Brandeis in Aspen I: String theory and quantum information

The Aspen Center for Physics is a physics retreat in which groups of researchers in a given field gather for a few weeks during the summer to discuss the latest developments and create the next ones. This May, a record four Brandeis physicists — almost a quarter of the department — visited the Center at the same time, attending two different workshops.

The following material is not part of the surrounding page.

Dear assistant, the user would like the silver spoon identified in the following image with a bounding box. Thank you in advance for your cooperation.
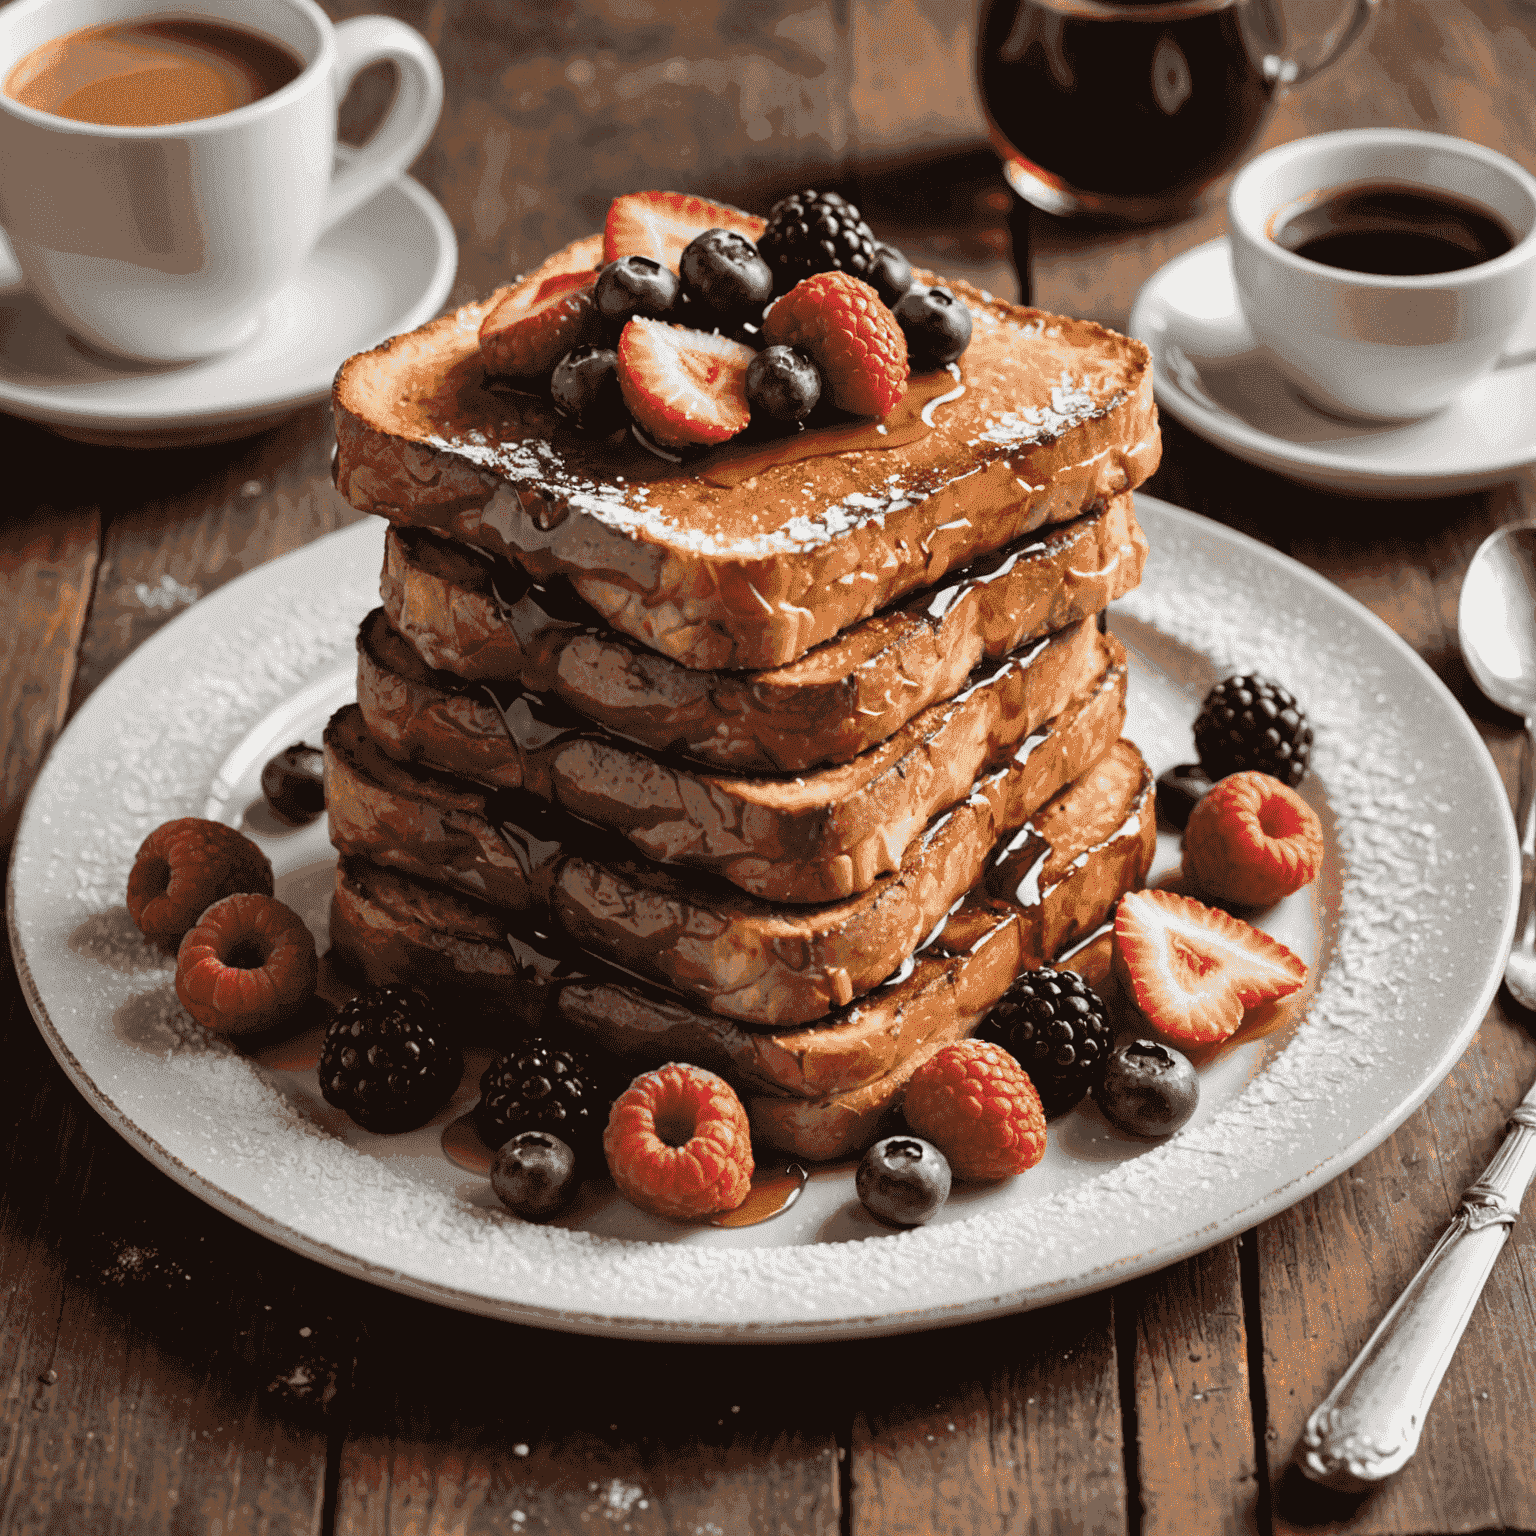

This posting is about a workshop attended by string theorists Matthew Headrick and Albion Lawrence (and co-organized by Headrick);  another posting will describe a workshop attended by condensed-matter theorists Aparna Baskaran and Bulbul Chakraborty (a member of the Center’s advisory board).  Entry into Aspen workshops is competitive, so this strong Brandeis representation is remarkable; as always, we punch above our weight.

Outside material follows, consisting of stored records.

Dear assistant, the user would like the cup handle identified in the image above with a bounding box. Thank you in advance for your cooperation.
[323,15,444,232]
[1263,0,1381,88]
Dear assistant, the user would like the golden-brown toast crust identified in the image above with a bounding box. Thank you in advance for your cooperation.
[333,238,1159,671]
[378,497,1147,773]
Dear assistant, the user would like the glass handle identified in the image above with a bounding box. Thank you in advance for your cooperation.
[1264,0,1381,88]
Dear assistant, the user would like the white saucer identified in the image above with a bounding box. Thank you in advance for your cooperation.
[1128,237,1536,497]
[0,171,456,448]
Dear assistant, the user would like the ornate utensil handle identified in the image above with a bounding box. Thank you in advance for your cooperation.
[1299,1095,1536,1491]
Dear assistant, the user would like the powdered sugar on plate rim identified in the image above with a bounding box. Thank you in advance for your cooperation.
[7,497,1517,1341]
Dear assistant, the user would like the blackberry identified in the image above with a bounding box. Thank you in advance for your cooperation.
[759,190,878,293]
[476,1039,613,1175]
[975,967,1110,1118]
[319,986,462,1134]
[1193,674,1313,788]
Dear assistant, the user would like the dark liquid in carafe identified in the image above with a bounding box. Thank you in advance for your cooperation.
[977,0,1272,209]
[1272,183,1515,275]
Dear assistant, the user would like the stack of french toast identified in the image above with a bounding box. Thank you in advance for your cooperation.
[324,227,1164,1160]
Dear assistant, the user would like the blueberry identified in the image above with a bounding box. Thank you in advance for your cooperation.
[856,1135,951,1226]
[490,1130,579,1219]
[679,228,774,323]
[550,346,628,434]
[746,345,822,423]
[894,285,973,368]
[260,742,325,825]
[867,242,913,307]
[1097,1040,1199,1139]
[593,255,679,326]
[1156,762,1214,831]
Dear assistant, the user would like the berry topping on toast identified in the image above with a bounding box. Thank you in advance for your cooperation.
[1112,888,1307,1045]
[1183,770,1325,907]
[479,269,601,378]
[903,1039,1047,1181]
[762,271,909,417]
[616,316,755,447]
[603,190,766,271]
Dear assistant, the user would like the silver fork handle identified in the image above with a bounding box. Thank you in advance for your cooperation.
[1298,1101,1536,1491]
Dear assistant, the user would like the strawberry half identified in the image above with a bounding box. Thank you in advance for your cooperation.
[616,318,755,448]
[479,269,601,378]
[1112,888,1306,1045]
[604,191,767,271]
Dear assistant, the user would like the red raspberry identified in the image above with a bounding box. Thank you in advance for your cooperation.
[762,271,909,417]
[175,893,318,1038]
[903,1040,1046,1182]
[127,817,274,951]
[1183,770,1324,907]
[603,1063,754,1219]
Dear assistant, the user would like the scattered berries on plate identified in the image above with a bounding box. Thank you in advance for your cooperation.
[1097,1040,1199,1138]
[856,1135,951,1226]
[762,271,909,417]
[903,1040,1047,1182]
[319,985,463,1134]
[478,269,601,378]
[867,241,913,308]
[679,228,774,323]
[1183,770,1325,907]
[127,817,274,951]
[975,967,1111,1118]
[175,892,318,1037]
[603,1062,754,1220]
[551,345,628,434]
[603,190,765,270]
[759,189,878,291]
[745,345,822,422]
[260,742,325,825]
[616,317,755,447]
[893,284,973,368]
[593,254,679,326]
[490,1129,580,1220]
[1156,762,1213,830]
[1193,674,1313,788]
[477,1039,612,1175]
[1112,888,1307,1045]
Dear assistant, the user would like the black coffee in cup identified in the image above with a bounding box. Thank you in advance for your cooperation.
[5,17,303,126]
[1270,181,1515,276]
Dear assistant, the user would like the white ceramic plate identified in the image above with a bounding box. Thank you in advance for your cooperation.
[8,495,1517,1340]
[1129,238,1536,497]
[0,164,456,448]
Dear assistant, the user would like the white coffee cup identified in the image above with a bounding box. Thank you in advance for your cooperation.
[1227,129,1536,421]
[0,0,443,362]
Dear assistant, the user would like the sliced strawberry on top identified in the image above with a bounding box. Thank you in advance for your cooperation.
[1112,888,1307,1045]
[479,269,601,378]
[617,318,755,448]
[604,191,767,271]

Headrick and Lawrence attended the workshop Quantum information in quantum gravity and condensed matter physics.  This was a highly interdisciplinary workshop, which brought together specialists in quantum gravity, including Headrick and Lawrence; experts in quantum information theory; and experts in “hard” condensed matter physics (who study material properties for which quantum phenomena play a central role).

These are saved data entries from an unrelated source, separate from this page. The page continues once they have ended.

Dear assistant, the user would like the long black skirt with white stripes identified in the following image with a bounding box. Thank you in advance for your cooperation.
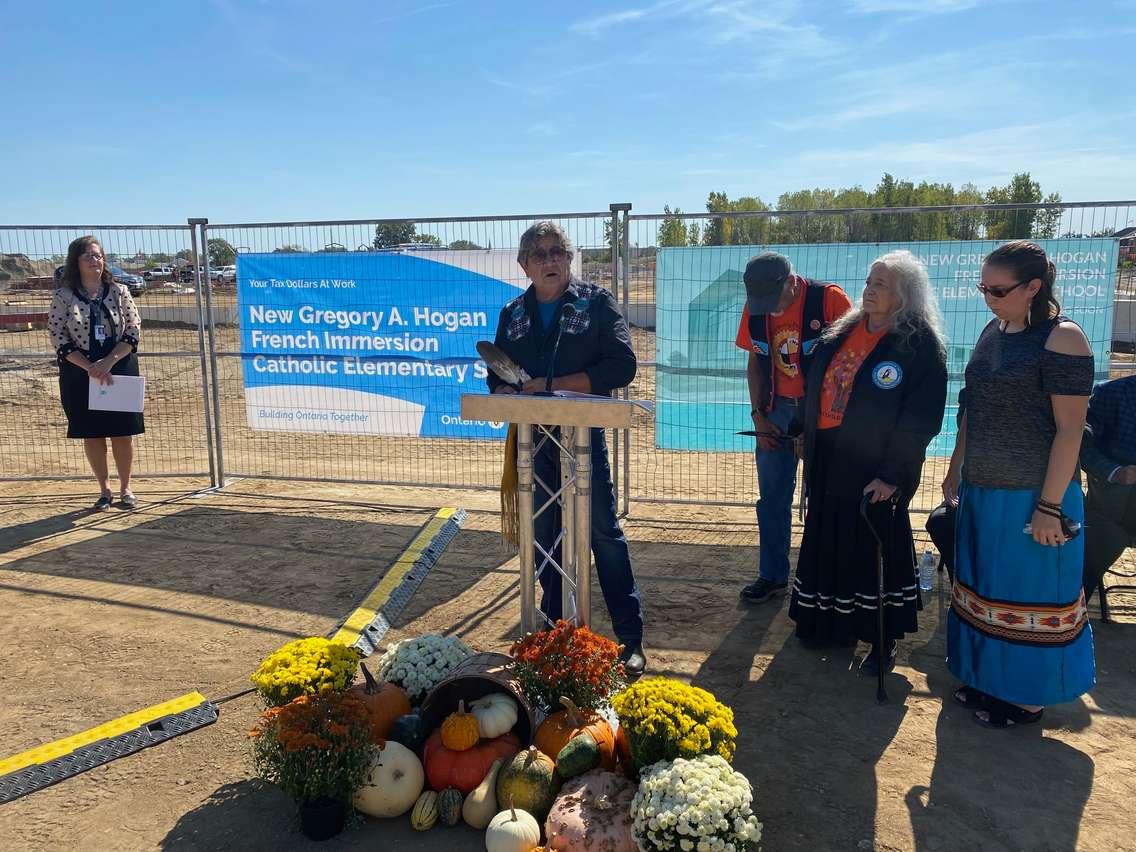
[788,427,922,645]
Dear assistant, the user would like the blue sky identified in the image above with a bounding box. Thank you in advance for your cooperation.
[3,0,1134,224]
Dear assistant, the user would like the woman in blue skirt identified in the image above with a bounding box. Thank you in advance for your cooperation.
[942,240,1095,728]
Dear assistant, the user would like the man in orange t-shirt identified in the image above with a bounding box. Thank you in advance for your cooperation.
[734,252,852,603]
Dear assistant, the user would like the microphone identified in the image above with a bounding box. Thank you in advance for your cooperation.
[543,303,577,394]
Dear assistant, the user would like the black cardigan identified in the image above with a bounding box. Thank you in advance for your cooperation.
[795,320,948,503]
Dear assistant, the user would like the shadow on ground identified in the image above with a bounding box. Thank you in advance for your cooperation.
[0,504,509,622]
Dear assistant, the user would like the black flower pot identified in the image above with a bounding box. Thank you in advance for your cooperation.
[299,797,346,841]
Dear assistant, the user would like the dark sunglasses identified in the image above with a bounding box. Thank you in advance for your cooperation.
[975,280,1026,298]
[528,246,567,263]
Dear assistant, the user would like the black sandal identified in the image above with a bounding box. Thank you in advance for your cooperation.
[972,697,1043,729]
[952,685,992,710]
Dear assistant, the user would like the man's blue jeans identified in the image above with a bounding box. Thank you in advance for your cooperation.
[532,428,643,645]
[754,396,801,585]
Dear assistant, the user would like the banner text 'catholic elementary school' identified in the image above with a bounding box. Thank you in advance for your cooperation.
[236,250,551,439]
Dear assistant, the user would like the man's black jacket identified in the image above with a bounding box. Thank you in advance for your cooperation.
[487,277,636,396]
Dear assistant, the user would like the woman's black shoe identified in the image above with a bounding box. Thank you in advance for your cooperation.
[858,641,897,676]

Quantum information theorists study how the counterintuitive features of quantum mechanics — such as superpositions of states, entanglement between separated systems, and the collapse of the wave function brought on by measurement — could be exploited to produce remarkable (but so far mostly hypothetical) technologies like teleportation of quantum states, unbreakable encryption, and superfast computation. What does this have to do with gravity? When we try to formulate a consistent quantum-mechanical theory of gravity — which would subsume Einstein’s classical general theory of relativity — the concept of information crops up in numerous and often puzzling ways. For example, Stephen Hawking showed in the 1970s that, on account of quantum effects, black holes emit thermal radiation. Unlike the radiation emitted by conventional hot objects, which is only approximately thermal, pure thermal radiation of the kind that Hawking’s calculation predicted cannot carry information. Many physicists (including Hawking) therefore originally interpreted his result as implying that black holes fundamentally destroy information, challenging a sacred principle of physics. Today, based on advances in string theory, physicists (including Hawking) generally believe that in fact black holes do not destroy the information they contain.  Rather, black holes hide information in very subtle ways, by scrambling, encryption, and perhaps quantum teleportation — in other words, the same kinds of tricks that the quantum information people have been inventing and studying independently at the same time.

Another connection between gravity and information is provided by the so-called “holographic principle”, which also arose in the study of black holes and which has been given a precise realization in the context of string theory. This principle posits that, due to a combination of gravitational and quantum effects, there is a fundamental limit to the amount of information (i.e. the number of bits) that can be stored in a region of space, and furthermore that limit is related to its surface area, not its volume. String theorists, beginning with the seminal work of Juan Maldacena, have uncovered a number of precise implementations of this principle, in which certain quantum theories without gravity are holograms of theories of quantum gravity.  This should provide an avenue for uncovering the “tricks” gravity uses to hide information, a subject Lawrence is active in.  An additional benefit of these implementations is that calculations in the nongravitational theories which seemed prohibitively difficult become fairly simple in the gravitational side; these include  the computation of interesting quantities in quantum information theory, an area in which Headrick has done influential work.

All of these issues and many others were discussed in Aspen. This rather unique workshop was a very fruitful exchange of ideas, with physicists from three fields learning from each other and forging new interdisciplinary collaborations, in a setting where the scenery matched the grandeur of the subject.